Kappa for inter-rater agreement

Tags:

Cohen’s kappa coefficient is a statistical measure of inter-rater agreement or inter-annotator agreement for qualitative (categorical) items. (See http://en.wikipedia.org/wiki/Cohen’s_kappa)

Kappa is computed as:
  \kappa = \dfrac{P(a) - P(e)}{1 - P(e)}

P(a) is observed prob. of agrement and P(e) is prob. of agreement by chance, i.e., P(e) is the chance of agreement assuming the independence of raters. So, the equation is looking at ‘prob. of observed agreement – prob. of chance agreement’ over ‘perfect agreement(P(a)=1) – prob. of chance agreement’. See http://en.wikipedia.org/wiki/Cohen’s_kappa#Example for example.
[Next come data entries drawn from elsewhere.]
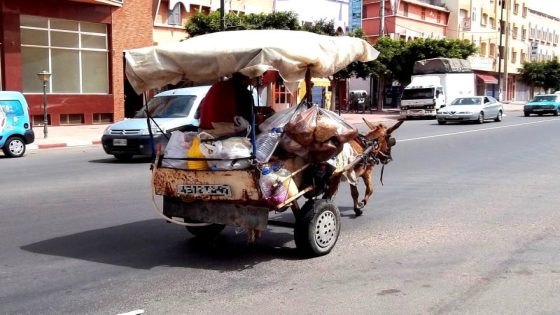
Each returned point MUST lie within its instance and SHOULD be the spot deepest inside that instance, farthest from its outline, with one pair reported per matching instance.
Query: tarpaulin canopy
(208, 58)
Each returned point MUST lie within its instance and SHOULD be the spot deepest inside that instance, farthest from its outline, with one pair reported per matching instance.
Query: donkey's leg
(355, 196)
(368, 181)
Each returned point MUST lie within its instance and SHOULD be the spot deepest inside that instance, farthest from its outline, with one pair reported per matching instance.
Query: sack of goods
(314, 133)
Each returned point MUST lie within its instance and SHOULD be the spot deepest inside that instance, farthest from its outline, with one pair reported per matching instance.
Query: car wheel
(123, 156)
(317, 227)
(14, 147)
(498, 117)
(481, 118)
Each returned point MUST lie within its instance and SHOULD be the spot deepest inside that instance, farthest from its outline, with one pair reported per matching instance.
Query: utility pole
(380, 81)
(382, 18)
(506, 56)
(500, 49)
(222, 16)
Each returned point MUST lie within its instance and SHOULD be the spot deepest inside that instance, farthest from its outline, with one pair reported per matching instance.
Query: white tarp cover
(207, 58)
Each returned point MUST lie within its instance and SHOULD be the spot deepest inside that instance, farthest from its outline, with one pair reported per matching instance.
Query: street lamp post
(44, 77)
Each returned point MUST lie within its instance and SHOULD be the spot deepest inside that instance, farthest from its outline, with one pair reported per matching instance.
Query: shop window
(174, 16)
(71, 119)
(483, 49)
(76, 53)
(102, 118)
(282, 95)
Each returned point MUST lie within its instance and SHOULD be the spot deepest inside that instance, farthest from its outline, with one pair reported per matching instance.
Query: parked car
(171, 110)
(473, 108)
(15, 128)
(543, 104)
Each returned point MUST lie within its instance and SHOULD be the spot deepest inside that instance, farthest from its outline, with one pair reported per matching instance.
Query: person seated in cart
(225, 100)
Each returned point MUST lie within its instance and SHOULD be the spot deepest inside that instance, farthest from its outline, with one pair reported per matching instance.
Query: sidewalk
(87, 135)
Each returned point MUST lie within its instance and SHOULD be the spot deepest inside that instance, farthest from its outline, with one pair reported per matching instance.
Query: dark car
(543, 104)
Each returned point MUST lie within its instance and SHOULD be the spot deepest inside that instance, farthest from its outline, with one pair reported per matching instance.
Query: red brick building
(81, 43)
(407, 20)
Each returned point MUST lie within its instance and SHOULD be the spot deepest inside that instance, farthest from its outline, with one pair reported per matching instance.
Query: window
(282, 95)
(76, 54)
(483, 49)
(174, 17)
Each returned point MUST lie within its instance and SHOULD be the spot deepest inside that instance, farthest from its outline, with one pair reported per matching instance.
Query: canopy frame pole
(308, 87)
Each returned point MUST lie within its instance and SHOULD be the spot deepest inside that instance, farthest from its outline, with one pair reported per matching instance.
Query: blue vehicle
(543, 104)
(15, 127)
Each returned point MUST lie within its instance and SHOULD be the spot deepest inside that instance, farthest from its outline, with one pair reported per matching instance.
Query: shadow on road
(152, 243)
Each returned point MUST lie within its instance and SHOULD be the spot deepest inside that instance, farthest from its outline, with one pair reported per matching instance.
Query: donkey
(352, 164)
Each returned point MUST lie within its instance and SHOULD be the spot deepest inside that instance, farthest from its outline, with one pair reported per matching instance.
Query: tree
(201, 23)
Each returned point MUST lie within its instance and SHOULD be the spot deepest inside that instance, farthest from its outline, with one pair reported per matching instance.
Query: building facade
(404, 19)
(81, 43)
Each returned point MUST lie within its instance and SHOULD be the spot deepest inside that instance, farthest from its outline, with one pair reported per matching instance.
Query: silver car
(473, 108)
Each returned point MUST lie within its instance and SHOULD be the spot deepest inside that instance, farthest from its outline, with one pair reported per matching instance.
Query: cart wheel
(317, 227)
(205, 231)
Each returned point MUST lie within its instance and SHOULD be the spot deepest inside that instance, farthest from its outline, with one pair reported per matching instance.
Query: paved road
(466, 222)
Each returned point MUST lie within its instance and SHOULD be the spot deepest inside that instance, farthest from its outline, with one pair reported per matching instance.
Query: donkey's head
(380, 135)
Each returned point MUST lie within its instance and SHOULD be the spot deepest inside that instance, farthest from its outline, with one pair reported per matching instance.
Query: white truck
(436, 82)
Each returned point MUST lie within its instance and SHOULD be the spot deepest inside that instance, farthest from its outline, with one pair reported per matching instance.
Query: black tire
(123, 157)
(480, 118)
(206, 231)
(498, 117)
(317, 227)
(14, 147)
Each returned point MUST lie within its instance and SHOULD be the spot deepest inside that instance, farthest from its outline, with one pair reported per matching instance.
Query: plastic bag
(345, 132)
(195, 152)
(302, 126)
(177, 147)
(281, 118)
(227, 149)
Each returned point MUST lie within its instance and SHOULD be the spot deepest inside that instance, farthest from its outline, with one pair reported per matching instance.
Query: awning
(487, 78)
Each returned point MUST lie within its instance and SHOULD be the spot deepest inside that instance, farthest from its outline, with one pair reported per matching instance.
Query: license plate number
(204, 190)
(119, 142)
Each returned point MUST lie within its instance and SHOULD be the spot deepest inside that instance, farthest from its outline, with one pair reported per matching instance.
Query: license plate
(204, 190)
(119, 142)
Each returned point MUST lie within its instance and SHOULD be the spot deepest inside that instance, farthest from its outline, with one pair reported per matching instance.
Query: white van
(173, 109)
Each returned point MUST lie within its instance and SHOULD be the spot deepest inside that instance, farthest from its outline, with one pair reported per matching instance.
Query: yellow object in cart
(194, 152)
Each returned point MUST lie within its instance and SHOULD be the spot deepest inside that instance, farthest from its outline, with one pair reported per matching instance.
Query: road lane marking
(475, 130)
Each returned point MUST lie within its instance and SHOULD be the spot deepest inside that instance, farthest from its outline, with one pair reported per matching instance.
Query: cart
(205, 201)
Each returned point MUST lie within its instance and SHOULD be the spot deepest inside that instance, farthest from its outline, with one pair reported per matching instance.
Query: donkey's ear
(395, 126)
(369, 124)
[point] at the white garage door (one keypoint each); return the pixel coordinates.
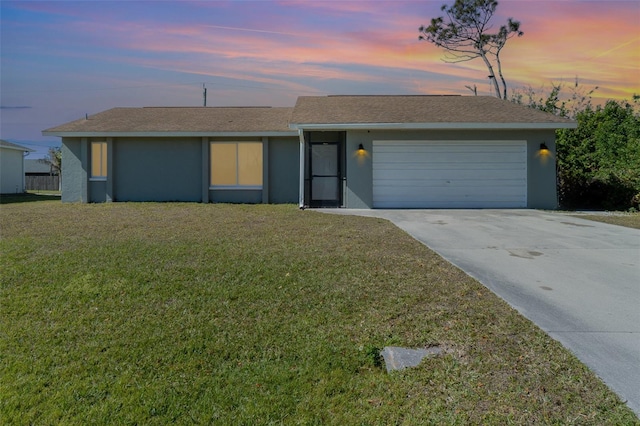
(449, 174)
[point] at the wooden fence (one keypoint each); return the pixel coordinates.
(42, 183)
I find fmsb package has readable output though there’s other pakcage like irr (Various Coefficients of Interrater Reliability and Agreement).

> library(fmsb)
> d = matrix(c(10, 1, 1, 10), nrow=2)
> d
     [,1] [,2]
[1,]   10    1
[2,]    1   10
> Kappa.test(d)
$Result

	Estimate Cohen's kappa statistics and test the null hypothesis that
	the extent of agreement is same as random (kappa=0)

data:  d 
Z = 3.8376, p-value = 6.212e-05
95 percent confidence interval:
 0.5779259 1.0584377 
sample estimates:
[1] 0.8181818


$Judgement
[1] "Almost perfect agreement"

Read $Judgement for the answer. In this example, we observed almost perfect agreement with very low p-value.